Seven years post-accident,
I’m feeling genuinely pleased because I’m able to do more now, physically, than I’ve been able to do since the accident.
I’ve come a long, long, way.
My arm/upper body definitely continues to improve, albeit slowly.
Will my body ever be “normal?”
I don’t think anyone expects it will be.
But, never say never – right?
Back in the nightmare years,
No one expected I’d come as far as I have.
I’m also getting better at adapting to my injuries.
I can do more with my left (non-dominant) hand/arm/upper body than ever before.
I’m still (very!) uncoordinated as a lefty, but not quite AS uncoordinated as I was even a year ago.
It was such a struggle to do anything left handed during the first few years.
It’s also amazing what I’ve learned to lift with my neck.
Most of the time, I’m in less pain now also.
OK, maybe not today … but, if I step back, I realize how much better my pain levels have gotten.
(Thank you Paul Newman!)
Speaking of Paul Newman,
I have some extraordinarily talented people taking care of me.
There are no words to describe how grateful I am for the people who have helped me along this journey.
They’re genuinely compassionate, good, people and they’ve repeatedly gone above and beyond to help me.
I’m also SO fortunate to be doing photography again –
The activity I love most.
And yes, I do have many limitations in regard to how much, and how often, I can shoot, what lenses I’m able to work with, etc.
Limited or not, I can do what I love.
There were a few years when I couldn’t.
When everything gets taken away from you, your heart learns to feel gratitude and appreciation with so much more depth.
Sometimes, I still ask, “Why me?”
Sometimes, I have days of utter frustration at the things I can’t do.
There are pain flare-ups which seem endless when I’m going through them.
But, things are BETTER than they were a year ago.

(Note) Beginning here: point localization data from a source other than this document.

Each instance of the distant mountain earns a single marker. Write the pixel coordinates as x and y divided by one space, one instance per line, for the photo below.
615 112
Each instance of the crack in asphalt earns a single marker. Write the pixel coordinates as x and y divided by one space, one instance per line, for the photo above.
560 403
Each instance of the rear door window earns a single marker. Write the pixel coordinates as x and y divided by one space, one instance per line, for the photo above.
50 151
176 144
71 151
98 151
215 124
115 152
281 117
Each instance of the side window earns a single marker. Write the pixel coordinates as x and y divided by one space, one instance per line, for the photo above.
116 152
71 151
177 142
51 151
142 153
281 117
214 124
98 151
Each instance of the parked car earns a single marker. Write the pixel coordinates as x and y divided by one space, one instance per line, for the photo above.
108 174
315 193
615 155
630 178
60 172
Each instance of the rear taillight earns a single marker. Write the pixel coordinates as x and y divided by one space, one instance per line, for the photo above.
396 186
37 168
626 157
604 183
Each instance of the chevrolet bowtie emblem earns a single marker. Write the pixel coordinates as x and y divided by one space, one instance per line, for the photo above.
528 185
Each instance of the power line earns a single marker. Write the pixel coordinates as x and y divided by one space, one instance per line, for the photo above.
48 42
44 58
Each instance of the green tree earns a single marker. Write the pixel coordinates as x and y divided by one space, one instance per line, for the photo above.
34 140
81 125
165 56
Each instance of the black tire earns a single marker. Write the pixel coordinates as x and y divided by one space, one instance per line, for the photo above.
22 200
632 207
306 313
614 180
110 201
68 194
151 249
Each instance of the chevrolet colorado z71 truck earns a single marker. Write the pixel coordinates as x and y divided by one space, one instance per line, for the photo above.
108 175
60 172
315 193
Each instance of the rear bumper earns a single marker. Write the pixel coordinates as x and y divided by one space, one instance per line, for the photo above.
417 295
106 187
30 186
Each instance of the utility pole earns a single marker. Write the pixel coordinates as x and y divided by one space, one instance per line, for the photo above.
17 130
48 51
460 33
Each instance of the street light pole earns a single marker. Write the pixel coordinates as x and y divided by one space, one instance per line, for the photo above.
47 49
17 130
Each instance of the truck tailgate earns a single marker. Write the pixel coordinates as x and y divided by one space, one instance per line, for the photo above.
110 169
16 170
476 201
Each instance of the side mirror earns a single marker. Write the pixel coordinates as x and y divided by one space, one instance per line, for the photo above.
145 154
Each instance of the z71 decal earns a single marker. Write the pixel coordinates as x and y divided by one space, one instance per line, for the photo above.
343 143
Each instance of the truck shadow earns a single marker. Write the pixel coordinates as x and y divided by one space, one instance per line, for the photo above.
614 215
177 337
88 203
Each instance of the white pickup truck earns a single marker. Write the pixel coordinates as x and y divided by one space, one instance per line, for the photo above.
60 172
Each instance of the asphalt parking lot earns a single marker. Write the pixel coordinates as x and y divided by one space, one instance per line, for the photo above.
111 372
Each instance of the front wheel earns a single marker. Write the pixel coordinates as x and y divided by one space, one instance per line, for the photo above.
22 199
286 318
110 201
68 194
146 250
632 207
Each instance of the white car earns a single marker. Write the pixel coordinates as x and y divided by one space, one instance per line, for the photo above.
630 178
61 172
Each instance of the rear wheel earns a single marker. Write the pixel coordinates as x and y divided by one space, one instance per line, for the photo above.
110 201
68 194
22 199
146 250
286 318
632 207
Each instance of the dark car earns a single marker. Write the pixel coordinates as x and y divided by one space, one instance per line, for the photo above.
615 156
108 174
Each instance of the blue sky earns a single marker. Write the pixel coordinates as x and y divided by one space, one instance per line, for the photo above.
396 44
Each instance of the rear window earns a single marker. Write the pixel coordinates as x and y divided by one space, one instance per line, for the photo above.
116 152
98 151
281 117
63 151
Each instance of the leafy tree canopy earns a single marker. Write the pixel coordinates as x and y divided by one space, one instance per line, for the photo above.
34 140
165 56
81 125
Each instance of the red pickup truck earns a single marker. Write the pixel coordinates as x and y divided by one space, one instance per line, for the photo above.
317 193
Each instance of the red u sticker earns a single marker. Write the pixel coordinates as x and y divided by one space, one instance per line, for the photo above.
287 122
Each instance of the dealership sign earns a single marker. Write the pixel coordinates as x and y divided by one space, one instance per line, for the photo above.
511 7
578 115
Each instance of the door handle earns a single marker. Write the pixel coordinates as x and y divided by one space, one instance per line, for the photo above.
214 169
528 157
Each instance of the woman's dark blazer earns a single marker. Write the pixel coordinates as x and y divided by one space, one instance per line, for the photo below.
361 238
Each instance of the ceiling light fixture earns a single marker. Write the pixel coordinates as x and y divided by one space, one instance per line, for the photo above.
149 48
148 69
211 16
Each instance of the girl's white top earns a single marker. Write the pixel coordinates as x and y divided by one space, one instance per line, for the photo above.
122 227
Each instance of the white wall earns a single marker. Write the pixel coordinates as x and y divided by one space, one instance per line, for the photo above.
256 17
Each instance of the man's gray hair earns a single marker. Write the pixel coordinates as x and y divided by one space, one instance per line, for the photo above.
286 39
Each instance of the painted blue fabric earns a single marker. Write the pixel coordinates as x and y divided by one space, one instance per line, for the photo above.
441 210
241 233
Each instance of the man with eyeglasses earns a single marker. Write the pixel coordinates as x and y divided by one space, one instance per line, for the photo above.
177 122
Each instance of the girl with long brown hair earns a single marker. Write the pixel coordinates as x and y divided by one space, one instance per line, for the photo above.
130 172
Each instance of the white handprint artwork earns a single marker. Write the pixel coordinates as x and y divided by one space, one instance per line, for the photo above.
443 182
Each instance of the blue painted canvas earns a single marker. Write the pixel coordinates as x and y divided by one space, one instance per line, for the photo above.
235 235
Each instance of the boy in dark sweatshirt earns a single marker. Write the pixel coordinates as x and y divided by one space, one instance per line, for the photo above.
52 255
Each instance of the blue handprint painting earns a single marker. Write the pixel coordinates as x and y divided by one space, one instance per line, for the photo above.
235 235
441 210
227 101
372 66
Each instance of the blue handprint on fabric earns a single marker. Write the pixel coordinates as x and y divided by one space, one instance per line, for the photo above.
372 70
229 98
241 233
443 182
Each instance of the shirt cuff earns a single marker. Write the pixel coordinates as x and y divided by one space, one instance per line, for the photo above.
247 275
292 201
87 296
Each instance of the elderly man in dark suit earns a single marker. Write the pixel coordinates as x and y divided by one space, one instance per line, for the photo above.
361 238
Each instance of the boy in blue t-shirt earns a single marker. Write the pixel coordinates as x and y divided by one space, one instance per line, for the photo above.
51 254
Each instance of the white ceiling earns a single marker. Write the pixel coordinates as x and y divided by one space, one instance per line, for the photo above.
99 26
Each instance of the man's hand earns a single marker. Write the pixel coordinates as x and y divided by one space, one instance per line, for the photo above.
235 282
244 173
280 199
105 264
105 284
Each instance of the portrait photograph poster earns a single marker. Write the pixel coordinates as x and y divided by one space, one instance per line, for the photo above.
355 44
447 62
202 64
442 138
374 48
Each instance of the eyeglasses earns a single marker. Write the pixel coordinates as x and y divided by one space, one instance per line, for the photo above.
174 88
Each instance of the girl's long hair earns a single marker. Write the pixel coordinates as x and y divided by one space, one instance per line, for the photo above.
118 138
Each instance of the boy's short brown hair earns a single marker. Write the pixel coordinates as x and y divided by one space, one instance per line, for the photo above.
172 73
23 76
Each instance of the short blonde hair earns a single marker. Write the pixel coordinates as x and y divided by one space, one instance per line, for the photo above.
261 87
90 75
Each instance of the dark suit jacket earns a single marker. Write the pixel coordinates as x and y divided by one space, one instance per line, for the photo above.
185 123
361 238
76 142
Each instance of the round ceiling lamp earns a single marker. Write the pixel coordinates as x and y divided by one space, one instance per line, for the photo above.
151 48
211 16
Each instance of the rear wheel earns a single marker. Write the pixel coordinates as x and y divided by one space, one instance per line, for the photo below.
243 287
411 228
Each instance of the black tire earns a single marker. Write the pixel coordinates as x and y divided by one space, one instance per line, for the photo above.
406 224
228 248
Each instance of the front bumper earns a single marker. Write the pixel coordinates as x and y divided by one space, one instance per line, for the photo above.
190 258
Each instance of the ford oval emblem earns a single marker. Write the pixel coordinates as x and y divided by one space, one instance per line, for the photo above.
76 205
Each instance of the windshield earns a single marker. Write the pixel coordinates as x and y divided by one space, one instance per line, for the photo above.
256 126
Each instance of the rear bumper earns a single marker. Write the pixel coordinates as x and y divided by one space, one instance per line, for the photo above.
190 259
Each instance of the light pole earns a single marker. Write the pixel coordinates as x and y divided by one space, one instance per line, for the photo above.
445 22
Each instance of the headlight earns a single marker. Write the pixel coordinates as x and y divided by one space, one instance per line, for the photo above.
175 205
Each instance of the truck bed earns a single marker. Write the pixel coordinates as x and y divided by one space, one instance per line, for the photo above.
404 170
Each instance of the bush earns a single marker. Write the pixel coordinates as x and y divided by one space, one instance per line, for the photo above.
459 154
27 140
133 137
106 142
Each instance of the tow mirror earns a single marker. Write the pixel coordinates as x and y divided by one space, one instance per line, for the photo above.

And much better than they were three years ago.
Am I still living with chronic pain?
Will I always live with chronic pain?
I hope not.
Do I still have very limited use of my right arm?
But, I can do a lot more than I could a year ago.
Will I gain more use of my arm in the future?
I believe I will.
I hope so.
If nothing else,
I’ve learned to appreciate the progress I can obtain by taking the smallest of baby steps.
Have I mentioned how grateful I am for where I am now?